They sat for hours clicking on her music videos to "boost" their place in virtual ticket lines last winter. Some of them paid an extra few hundred dollars for "VIP" access to seats.
In the end, though, getting tickets to Taylor Swift's two concerts at U.S. Bank Stadium on Friday and Saturday was as easy as getting one of her catchy songs stuck in your head. The surprising turnaround spotlights changing practices in the concert business and the enormity of the new Vikings stadium more than it suggests the pop star's popularity is waning.
"We've been waiting for this since November," said a visibly elated Kaylee Funk, 21, as she and her friend settled into Row 13 on the stadium floor Friday after driving eight hours from Winnipeg, Manitoba. "I can't believe we're finally here."
In an ultra-hi-fi concert that incorporated everything from four-story-high snakes to a seesaw-like rotating stage to LED light bracelets for every audience member, Swift seemed a little in disbelief, too, taking in the enormous indoor stadium and aw-shucksing Gov.
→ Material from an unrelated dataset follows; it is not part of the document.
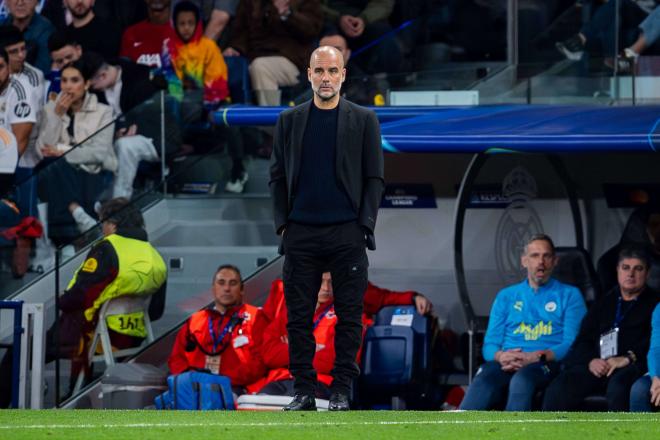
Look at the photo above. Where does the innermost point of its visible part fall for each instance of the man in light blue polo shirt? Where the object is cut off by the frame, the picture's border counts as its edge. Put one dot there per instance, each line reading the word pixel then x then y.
pixel 531 327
Mark Dayton's proclamation of it being Taylor Swift Day in Minnesota.
"You've always been so welcoming to me, but this time you took it up a notch," she told fans. "What does that mean? Do I get special privileges in your state today?
Swift trimmed her schedule from three sold-out nights at Xcel Energy Center in 2015 to two dates at U.S. Bank Stadium, but the switch nearly doubled her local seating capacity, topping more than 80,000 people this weekend.
Swift also implemented new ticketing policies that amount to higher profits for artists and their promoters, including Ticketmaster's Verified Fan anti-scalping program and a technique dubbed "dynamic pricing" — akin to the way airlines adjust seat prices based on demand.
So even with fewer dates, Swift's current Reputation Tour has already surpassed sales records set by her prior tour, more than $200 million in gross ticket sales and counting, thanks in part to the fluctuating prices.